Le guide des Droits et responsabilités de la presse du Conseil de presse précise aux professionnels des médias que : « Les manchettes et les titres doivent respecter le sens, l’esprit et le contenu des textes auxquels ils renvoient. » DERP, p. 30
En ce qui a trait à l’emploi de « fou furieux », le Conseil remarque que, d’après le Multidictionnaire, « cette expression n’est plus utilisée en psychiatrie; dans la langue courante, elle a perdu son sens médical et s’emploie comme un superlatif [de l’adjectif furieux], de façon figurée ». Considérant cette définition, le Conseil conclut que Le Journal de Montréal pouvait utiliser cette expression sans trahir le contenu de l’article et sans faire montre de sensationnalisme. Le grief est rejeté.
Grief 2 : préjugés
M. Miron déplore également que le titre de l’article ait véhiculé des préjugés à l’égard des individus atteints de folie en suggérant un lien entre personnes atteintes de troubles mentaux et comportements violents.
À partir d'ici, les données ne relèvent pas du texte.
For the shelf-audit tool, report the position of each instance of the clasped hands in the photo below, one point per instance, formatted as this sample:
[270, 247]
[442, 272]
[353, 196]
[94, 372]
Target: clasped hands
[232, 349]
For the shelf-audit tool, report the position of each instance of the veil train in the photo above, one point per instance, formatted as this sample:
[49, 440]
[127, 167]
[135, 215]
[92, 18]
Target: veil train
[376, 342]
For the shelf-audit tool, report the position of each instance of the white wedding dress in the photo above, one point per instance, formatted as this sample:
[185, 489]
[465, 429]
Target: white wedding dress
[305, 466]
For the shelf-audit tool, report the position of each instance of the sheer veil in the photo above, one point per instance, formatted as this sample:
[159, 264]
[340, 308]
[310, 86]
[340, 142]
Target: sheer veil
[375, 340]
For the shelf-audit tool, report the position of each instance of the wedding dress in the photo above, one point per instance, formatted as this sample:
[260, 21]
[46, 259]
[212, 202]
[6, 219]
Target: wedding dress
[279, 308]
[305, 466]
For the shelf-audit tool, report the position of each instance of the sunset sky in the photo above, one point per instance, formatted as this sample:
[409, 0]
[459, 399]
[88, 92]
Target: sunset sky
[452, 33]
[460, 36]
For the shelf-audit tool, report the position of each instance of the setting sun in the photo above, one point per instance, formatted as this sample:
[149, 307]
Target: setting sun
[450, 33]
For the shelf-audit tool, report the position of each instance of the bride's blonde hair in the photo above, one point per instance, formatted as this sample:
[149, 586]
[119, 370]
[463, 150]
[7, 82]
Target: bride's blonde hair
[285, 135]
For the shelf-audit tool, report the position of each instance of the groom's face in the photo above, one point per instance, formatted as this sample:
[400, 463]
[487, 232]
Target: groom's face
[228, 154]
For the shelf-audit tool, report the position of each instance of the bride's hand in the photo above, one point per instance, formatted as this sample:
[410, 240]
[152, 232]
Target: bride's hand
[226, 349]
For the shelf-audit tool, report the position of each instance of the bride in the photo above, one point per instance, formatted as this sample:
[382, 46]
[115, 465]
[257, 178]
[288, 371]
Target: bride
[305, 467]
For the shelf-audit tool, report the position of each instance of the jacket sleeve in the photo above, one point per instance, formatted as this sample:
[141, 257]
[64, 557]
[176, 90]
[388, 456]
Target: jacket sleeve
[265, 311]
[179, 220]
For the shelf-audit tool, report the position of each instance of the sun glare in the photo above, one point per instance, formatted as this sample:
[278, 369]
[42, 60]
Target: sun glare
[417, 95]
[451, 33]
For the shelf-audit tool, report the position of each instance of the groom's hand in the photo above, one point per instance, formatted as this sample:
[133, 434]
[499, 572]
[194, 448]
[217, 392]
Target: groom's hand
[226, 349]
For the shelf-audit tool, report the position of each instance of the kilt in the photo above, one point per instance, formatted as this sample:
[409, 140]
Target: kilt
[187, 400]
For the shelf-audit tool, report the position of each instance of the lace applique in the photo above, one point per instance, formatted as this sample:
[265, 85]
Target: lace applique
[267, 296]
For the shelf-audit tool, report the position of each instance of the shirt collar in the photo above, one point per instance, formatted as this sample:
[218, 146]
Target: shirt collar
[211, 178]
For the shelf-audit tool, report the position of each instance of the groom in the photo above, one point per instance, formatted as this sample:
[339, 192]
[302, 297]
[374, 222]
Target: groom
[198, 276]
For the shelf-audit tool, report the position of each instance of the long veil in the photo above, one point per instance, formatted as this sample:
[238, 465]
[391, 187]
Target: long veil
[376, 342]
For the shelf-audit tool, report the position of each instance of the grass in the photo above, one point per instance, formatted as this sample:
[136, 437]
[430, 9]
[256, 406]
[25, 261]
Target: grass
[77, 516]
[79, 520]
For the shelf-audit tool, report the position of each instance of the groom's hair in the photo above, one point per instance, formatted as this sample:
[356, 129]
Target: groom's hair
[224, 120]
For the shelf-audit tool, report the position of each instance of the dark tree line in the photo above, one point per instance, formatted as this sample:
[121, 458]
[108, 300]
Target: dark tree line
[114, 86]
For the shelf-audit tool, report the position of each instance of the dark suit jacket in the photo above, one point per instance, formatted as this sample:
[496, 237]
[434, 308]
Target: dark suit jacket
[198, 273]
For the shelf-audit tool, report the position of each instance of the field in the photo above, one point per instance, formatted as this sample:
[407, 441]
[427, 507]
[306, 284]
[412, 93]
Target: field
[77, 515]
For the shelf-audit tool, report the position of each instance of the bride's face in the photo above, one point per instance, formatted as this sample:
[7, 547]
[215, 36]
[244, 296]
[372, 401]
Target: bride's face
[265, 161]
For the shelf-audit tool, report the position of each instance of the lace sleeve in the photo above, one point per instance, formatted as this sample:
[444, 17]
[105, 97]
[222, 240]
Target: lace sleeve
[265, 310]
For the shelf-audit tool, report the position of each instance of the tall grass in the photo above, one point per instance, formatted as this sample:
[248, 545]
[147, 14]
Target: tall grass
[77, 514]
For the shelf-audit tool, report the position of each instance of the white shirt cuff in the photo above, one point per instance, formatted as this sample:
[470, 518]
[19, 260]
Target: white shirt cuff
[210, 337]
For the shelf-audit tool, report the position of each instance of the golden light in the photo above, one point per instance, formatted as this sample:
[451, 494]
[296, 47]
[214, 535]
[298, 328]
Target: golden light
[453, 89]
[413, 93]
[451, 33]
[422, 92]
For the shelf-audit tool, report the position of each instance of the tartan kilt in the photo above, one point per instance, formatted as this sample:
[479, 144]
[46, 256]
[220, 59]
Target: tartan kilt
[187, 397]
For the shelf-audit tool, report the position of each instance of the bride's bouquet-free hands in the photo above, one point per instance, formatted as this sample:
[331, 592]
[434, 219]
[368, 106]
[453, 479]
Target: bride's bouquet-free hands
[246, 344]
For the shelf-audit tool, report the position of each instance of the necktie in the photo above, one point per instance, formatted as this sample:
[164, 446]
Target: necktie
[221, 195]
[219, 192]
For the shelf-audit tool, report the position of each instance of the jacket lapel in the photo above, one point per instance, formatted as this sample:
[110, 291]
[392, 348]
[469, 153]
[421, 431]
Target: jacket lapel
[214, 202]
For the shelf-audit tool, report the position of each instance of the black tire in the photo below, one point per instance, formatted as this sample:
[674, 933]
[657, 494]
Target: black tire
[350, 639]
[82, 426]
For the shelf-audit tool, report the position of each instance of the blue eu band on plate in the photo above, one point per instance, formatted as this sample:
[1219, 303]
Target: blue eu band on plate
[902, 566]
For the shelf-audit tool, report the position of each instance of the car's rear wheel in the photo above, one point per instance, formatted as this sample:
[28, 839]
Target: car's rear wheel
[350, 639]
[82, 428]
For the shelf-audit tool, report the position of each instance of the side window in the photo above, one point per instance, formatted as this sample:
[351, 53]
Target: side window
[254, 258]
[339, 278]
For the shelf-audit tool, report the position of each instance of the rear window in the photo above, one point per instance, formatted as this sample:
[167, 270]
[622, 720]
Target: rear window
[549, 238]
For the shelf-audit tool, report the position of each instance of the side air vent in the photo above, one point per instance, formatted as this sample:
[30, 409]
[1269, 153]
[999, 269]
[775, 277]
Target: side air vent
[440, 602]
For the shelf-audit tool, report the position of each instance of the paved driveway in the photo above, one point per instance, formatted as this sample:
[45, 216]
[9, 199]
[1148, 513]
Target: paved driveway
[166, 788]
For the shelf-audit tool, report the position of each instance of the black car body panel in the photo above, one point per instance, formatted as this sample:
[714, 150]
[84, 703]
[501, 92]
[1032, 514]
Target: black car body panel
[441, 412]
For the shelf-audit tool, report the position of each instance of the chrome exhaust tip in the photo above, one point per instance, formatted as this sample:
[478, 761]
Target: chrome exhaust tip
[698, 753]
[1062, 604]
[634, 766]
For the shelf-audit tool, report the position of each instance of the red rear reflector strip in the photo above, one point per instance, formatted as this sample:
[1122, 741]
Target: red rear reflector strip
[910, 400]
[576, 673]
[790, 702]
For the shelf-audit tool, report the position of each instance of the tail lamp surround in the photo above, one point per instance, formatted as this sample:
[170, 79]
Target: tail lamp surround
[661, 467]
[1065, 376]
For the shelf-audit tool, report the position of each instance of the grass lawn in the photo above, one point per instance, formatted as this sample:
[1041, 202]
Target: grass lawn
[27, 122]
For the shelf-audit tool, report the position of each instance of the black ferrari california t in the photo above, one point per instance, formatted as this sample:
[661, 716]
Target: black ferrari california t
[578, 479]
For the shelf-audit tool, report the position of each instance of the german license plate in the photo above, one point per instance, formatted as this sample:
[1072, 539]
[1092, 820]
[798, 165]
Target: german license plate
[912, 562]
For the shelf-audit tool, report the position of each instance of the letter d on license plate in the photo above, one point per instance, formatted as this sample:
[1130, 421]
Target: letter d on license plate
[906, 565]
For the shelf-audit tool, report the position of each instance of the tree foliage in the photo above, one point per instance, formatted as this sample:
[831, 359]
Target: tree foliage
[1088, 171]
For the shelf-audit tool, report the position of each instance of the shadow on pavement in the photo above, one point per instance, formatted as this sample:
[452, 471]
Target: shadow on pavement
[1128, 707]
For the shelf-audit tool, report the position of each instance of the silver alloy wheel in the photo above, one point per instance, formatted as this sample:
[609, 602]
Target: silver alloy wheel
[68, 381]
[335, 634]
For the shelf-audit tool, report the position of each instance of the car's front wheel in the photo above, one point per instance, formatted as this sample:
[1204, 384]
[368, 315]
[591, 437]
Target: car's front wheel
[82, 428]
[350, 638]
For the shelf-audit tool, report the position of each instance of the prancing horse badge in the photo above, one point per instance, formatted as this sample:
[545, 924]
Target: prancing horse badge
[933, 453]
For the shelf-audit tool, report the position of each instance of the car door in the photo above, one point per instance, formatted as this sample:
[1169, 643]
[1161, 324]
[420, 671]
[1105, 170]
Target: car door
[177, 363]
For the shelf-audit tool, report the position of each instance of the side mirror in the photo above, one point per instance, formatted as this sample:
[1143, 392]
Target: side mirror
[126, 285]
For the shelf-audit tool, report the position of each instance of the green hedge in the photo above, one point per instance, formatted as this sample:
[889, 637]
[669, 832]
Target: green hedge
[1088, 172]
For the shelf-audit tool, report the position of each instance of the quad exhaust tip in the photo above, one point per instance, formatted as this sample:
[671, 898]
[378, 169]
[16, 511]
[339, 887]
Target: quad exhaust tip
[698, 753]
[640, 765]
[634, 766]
Me Pageau réplique, quant à lui, qu’il n’était pas accordé à l’individu, sujet de l’article, un traitement différent de celui qu’aurait obtenu une autre personne dans une situation semblable.
Le guide de déontologie du Conseil précise, sur cet aspect, que : « Les responsables doivent éviter le sensationnalisme et veiller à ce que les manchettes et les titres ne servent pas de véhicules aux préjugés et aux partis pris. » DERP, p. 30
Le Conseil considère que puisque l’expression « fou furieux » ne sous-entendait pas de lien entre maladie mentale et manifestations de violence, le titre était exempt de préjugés à l’endroit des personnes atteintes de troubles mentaux. Par conséquent, le grief est rejeté.
Grief 3 : mention de l’identité
M. Miron déplore, par ailleurs, que le nom de la victime ait été révélé dans l’article.
Me Pageau argue, quant à lui, qu’il était d’intérêt public de rappeler les circonstances du décès de l’individu ayant fait l’objet de l’article incluant son identité.
Le Conseil par son guide des Droits et responsabilités de la presse dans sa section « Vie privée et drames humains » s’est interrogé sur le principe qui permet aux professionnels des médias de révéler l’identité d’un individu dans un tel contexte. Il conclut que, « La règle qui s’impose, eu égard à cette question, est identique à celle déjà énoncée pour le traitement de ces affaires : ne révéler l’identité des personnes que lorsque cette identification est d’un intérêt public certain, voire incontournable. » DERP, p. 43
Le Conseil conclut que c’est principalement parce que l’incident, dans lequel était impliqué un agent de police, a fait l’objet d’une enquête policière que l’identité de la victime pouvait être révélée aux lecteurs. Il n’y avait donc pas faute sur cet aspect, le grief est rejeté.
Décision
Au vu de ce qui précède, le Conseil de presse rejette à la majorité la plainte de M. Richard Miron contre le Journal de Montréal, l’agence QMI et le journaliste, M. Marc Pigeon.
Un membre du comité exprime sa dissidence et considère que, pour éviter tout risque d’association systématique entre la maladie mentale et des manifestations de violence qui pourraient en résulter, le journal aurait dû éviter l’utilisation du mot « fou » dans le titre de l’article.
Analyse de la décision
- C11F Titre/présentation de l’information
- C14A Sensationnalisme/exagération/insistance indue
- C16B Divulgation de l’identité/photo
- C18C Préjugés/stéréotypes
Date de l’appel
21 October 2010
Appelant
L’En-Droit de Laval
Décision en appel
Après examen, les membres de la commission ont conclu à l’unanimité de maintenir la décision rendue en première instance.